Amina Lawal ne sera pas lapidée. Après un an et demi de procédure, la Nigériane de 31 ans vient d’être relaxée pour vice de procédure. Un soulagement pour cette mère qui risquait la lapidation à mort pour avoir eu un enfant hors mariage. Un soulagement aussi pour les associations de droits de l’homme qui se sont largement mobilisées pour la sauver. La victoire est toutefois entachée par la récente condamnation d’un couple non marié qui a procréé et d’un homme accusé de sodomie.

Combat de longue haleine

Amina Lawal va pouvoir retrouver sa famille et son village de Kurami (nord). Mais le traumatisme de cette expérience risquent de la marquer longtemps. « Même si elle est enfin libre, cette pauvre femme a tout de même été torturée moralement pendant plus d’un d’an », s’insurge Amnesty International France. Si Amina n’avait pas été acquittée aujourd’hui, elle aurait pu se tourner vers la Cour fédérale. En cas de confirmation de la condamnation, il lui restait l’ultime appel devant la Cour suprême. Des recours qui auraient sans doute prolongé son long calvaire de plusieurs mois

Tout a commencé en mars 2002. La jeune femme est arrêtée pour avoir mis au monde un enfant alors que son divorce avait été prononcé il y a plus de neuf mois. Elle avoue, sous la contrainte, avoir eu des relations sexuelles hors mariage. Elle comprend à peine les implications de ses paroles. Qu’à cela ne tienne, Wassina, la petite fille qu’elle vient d’avoir est le fruit d’un pêché qu’il faut punir. Amina vit dans la moitié nord du pays, où la loi islamique est en vigueur depuis l’an 2000 dans 12 des 36 Etats que comptent la fédération nigériane. Elle est condamnée une première fois par une cour de l’Etat Katsina à la lapidation à mort. Elle fait appel de la décision. Elle perd. Retourne devant les juges, toujours soutenue par des avocats bien décidés à obtenir sa libération.
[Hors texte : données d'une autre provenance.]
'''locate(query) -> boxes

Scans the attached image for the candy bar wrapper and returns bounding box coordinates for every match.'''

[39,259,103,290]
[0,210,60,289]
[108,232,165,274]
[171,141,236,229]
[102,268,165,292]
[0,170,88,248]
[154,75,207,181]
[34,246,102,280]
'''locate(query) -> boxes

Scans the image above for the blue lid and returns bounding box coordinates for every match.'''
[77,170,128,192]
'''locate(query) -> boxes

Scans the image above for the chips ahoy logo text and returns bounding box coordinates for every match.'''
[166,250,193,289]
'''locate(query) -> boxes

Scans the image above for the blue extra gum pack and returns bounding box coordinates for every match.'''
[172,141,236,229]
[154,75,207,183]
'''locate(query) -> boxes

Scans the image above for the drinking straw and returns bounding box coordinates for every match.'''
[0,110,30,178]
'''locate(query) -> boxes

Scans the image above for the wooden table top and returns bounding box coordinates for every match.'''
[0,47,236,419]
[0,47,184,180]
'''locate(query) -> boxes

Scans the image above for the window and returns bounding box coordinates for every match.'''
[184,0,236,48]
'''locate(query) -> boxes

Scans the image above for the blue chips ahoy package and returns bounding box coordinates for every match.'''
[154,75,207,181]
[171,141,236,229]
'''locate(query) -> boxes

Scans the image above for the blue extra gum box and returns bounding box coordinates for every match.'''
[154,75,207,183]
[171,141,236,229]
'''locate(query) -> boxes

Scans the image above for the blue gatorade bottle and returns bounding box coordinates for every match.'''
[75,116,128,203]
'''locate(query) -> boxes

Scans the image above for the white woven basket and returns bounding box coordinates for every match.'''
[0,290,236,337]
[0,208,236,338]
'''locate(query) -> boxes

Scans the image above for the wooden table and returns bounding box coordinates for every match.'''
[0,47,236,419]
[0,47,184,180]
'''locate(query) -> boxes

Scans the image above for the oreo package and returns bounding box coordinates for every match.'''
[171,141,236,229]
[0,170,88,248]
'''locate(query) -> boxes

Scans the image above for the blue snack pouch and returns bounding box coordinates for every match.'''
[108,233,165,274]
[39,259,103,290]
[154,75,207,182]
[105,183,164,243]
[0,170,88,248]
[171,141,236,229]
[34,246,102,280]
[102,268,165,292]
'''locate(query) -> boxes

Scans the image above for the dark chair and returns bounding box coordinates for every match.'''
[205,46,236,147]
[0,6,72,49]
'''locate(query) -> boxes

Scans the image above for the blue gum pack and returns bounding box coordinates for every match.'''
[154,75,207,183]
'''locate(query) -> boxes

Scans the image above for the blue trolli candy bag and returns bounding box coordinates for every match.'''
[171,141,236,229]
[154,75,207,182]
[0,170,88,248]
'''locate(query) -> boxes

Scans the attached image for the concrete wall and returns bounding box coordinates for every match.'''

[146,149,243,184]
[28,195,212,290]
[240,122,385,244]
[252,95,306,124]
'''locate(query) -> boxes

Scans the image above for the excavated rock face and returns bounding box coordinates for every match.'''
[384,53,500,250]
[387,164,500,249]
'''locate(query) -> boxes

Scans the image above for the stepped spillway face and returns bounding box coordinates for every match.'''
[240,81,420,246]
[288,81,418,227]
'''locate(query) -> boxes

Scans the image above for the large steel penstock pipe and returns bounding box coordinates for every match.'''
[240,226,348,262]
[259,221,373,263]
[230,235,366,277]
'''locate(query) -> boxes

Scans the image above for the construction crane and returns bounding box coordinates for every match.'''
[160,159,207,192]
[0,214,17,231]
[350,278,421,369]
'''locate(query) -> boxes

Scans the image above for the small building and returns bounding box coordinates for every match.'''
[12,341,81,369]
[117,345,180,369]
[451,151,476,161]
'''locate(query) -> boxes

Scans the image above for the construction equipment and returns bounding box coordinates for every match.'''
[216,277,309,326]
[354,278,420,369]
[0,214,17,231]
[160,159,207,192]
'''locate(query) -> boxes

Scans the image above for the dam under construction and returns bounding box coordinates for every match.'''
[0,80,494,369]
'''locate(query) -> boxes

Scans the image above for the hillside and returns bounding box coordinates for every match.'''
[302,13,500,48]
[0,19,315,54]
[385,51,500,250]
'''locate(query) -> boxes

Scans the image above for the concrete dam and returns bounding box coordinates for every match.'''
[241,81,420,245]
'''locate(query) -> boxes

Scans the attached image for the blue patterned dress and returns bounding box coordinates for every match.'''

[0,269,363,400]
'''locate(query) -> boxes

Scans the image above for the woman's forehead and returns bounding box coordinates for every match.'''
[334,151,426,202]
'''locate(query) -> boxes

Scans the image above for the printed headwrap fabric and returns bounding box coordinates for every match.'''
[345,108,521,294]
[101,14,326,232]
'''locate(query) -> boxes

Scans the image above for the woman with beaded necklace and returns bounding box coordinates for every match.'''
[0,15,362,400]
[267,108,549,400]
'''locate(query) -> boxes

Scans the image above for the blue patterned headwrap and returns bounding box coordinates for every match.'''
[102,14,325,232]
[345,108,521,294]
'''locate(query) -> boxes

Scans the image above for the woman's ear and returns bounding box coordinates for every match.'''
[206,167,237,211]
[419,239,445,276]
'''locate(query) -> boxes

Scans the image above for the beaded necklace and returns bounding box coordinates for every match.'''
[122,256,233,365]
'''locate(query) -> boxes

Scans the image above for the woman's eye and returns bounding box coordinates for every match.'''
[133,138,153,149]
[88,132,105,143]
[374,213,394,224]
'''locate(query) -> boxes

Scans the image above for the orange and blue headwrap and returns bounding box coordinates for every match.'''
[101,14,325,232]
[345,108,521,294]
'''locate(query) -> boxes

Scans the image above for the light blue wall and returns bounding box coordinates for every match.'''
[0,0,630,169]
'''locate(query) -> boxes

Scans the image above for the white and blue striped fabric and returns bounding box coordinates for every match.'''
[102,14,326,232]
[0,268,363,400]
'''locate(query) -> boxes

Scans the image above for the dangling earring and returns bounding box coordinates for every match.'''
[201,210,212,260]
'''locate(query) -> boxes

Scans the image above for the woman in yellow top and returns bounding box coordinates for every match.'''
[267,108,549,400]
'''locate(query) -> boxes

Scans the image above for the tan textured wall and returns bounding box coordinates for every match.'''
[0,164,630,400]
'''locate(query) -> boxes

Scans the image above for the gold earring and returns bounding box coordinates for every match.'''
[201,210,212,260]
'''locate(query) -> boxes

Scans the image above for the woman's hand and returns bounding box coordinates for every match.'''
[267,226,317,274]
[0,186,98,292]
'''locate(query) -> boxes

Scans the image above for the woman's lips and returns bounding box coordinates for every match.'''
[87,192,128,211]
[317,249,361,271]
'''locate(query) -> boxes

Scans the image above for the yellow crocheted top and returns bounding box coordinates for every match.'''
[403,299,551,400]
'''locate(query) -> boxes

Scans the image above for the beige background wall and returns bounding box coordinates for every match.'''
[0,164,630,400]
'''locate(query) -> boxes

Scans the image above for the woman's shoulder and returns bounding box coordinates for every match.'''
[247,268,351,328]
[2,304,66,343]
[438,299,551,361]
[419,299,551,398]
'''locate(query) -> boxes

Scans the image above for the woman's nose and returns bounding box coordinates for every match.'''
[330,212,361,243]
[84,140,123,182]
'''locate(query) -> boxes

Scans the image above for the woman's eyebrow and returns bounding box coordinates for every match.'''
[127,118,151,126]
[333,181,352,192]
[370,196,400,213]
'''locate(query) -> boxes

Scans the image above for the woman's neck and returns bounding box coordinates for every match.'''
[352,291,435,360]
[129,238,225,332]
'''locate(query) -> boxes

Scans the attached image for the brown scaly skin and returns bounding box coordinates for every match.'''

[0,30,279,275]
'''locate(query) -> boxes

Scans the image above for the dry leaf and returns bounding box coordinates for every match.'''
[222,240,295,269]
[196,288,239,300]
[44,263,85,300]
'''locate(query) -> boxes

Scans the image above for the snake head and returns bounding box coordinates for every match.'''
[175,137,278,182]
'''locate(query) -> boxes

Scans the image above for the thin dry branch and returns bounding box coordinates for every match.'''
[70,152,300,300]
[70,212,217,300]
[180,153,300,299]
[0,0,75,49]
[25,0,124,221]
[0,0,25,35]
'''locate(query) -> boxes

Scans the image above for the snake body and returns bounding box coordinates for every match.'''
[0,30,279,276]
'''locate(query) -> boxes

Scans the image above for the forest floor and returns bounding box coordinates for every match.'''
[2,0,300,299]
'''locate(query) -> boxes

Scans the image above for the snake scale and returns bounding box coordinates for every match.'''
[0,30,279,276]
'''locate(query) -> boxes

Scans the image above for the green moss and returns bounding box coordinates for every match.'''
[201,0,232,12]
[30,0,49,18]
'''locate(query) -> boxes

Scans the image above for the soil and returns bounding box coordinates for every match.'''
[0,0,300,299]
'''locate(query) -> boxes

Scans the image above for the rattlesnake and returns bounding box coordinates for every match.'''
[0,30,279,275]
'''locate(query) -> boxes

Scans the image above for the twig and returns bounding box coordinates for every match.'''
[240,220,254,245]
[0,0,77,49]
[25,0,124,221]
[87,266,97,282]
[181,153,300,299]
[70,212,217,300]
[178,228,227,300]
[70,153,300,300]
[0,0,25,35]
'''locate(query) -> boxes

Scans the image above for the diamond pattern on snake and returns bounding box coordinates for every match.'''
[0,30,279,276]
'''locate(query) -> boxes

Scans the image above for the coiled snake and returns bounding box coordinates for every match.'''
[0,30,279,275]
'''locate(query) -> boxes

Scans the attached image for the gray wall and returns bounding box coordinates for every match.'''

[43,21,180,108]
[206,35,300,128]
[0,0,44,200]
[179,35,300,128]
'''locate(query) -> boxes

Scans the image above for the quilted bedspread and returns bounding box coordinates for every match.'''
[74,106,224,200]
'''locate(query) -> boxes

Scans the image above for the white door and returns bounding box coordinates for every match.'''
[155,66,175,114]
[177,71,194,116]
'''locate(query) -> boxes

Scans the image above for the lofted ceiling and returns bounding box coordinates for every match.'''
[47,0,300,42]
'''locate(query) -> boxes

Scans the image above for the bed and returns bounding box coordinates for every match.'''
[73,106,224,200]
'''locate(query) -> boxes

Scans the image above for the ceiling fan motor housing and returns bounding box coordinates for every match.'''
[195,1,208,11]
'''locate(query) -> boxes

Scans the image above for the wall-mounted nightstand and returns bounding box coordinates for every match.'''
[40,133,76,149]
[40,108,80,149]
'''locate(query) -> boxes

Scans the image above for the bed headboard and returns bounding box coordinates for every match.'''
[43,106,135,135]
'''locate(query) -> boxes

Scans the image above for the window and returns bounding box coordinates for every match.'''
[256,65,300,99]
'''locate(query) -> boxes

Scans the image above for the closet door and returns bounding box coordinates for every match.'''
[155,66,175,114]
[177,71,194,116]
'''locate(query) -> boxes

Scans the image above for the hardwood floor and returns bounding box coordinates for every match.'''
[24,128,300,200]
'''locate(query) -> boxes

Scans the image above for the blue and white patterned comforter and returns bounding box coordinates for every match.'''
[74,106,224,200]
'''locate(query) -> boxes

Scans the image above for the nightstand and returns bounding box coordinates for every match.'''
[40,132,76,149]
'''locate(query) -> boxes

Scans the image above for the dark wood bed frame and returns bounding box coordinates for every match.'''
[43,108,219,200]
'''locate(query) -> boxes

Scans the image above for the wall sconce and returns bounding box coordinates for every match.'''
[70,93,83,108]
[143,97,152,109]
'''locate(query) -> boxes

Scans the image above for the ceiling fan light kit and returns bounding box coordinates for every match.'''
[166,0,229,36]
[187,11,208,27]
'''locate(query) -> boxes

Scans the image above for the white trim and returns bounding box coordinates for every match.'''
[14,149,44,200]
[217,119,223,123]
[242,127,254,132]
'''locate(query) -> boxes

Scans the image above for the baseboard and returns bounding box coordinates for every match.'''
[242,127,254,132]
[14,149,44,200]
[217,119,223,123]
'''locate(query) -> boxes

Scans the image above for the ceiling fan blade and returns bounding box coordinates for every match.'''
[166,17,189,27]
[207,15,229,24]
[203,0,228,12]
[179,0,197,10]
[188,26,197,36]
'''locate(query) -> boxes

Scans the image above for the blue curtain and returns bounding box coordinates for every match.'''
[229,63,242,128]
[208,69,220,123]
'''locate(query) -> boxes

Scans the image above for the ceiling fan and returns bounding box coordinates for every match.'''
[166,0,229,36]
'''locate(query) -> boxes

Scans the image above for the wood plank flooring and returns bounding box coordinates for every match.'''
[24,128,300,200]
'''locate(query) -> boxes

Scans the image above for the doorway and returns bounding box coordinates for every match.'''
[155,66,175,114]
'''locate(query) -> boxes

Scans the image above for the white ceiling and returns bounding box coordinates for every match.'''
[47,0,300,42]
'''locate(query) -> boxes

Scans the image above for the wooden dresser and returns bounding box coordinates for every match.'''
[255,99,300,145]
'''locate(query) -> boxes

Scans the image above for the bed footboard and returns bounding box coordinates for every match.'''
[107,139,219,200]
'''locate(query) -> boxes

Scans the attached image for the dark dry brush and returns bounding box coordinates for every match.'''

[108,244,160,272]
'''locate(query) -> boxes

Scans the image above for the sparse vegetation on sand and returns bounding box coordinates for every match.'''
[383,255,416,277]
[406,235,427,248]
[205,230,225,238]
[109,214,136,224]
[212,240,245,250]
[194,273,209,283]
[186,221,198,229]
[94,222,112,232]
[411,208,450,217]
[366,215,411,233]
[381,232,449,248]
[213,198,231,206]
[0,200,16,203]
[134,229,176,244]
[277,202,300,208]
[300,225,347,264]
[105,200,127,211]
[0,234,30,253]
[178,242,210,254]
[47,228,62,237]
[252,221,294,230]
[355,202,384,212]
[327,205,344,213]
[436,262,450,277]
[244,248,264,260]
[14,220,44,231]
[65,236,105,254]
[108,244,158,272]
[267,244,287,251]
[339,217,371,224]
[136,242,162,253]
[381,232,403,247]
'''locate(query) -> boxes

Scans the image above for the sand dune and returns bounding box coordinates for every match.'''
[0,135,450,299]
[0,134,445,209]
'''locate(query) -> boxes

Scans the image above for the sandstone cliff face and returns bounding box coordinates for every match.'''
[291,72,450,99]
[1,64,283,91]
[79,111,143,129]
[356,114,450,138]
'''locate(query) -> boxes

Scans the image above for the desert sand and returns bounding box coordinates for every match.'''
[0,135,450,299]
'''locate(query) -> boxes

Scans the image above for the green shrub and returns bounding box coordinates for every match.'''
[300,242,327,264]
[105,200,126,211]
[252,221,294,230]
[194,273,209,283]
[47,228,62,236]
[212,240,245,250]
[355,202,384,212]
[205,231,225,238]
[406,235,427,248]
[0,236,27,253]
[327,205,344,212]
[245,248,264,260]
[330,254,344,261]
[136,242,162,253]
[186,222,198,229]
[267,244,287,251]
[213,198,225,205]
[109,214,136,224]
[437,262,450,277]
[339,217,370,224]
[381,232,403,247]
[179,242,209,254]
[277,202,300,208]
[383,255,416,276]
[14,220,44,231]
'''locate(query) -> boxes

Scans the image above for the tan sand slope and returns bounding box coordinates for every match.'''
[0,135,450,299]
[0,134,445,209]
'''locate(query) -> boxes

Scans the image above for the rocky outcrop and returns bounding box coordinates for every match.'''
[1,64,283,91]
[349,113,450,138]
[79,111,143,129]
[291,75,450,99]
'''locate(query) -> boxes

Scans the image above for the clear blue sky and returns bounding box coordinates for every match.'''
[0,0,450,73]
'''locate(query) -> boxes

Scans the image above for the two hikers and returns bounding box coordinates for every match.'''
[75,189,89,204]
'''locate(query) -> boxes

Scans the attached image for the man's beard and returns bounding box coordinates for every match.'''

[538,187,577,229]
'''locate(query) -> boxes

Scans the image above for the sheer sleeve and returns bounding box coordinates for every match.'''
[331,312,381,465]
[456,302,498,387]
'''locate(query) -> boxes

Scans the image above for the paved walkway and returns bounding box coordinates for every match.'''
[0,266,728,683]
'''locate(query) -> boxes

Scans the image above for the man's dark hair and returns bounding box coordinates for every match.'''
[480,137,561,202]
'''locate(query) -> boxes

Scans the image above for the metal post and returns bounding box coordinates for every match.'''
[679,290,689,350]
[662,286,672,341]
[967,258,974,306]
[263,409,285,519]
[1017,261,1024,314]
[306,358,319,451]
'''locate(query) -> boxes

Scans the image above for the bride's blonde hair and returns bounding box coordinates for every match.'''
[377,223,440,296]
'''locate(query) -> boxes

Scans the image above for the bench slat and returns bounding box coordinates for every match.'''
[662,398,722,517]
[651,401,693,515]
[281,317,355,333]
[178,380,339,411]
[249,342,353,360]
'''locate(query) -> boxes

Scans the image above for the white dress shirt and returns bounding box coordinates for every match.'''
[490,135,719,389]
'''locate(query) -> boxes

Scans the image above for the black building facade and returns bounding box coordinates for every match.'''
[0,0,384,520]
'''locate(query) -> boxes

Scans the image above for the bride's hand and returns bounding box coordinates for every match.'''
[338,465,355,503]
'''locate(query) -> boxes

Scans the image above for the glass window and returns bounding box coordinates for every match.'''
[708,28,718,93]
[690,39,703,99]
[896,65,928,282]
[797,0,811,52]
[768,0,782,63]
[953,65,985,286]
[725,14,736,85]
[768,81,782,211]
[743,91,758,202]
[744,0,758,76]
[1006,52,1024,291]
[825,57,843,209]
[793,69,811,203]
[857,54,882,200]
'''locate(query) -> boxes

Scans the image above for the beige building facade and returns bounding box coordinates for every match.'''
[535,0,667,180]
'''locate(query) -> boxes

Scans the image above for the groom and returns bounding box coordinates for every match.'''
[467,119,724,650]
Libre. Quatre des cinq juges chargés du dossier ont cassé le jugement pour vice de procédure lors du premier procès d’Amina. « Même si les Etats du nord appliquent une forme sévère de la charia, il y a toujours des portes de sorties qui permettent d’éviter le pire », explique Marie-Pierre Poulain, de l’organisation Avocats sans frontières France. Et d’ajouter : « Cette décision prouve que les juges ont opté pour une justice équitable, où on ne pouvait pas condamner une personne sur une confession arrachée de force ».

Demie victoire

Officieusement, la pression internationale a dû jouer un rôle de taille. Comme pour l’acquittement en mars 2002 de Safiya Husseini, condamnée à la même peine pour la même accusation, la mobilisation a été très soutenue. Des associations de droits de l’homme, à travers le monde, ont multiplié les pétitions et les appels à la clémence. Alors que le Président Olusegun Obasanjo dénonçait timidement la condamnation.

La communauté internationale pourrait être amenée à lui demander de prendre des décisions plus fermes. « Lorsque j’ai rencontré Amina Lawal en août dernier, j’ai appris qu’un couple (Amadou Brahim et Fatima Ousmane, ndlr) était sous le coup d’une lapidation à mort pour avoir eu un enfant hors mariage », raconte Marie-Pierre Poulain. Une annonce qui commence juste à être médiatisée. Juste après l’annonce de la libération d’Amina, un Nigérian aurait été condamné à la même peine pour sodomie. Deux sentences qui devraient provoquer une nouvelle levée de boucliers chez les défenseurs des droits de l’homme.

Le combat est loin d’être gagné. Si l’acquittement d’Amina est rassurante sur le plan humain, elle reste un échec au niveau judiridique. Sa libération pour vice de procédure signifie que son cas ne fera pas jurisprudence. En clair, les avocats qui assureront la défense de condamnés à la lapidation auront tout à refaire. Il leur faudra batailler de justice en cour de justice, comme leurs homologues auparavant avec Amina et Safiya. Le gouvernement, bien qu’ayant déclaré la charia anticonstitutionnelle, devrait toutefois bien s’accomoder du statu quo. Le prétexte du vice de procédure lui permet en effet de ne pas faire le procès de cette loi et d’éviter ainsi une confrontation directe avec les Etats du nord.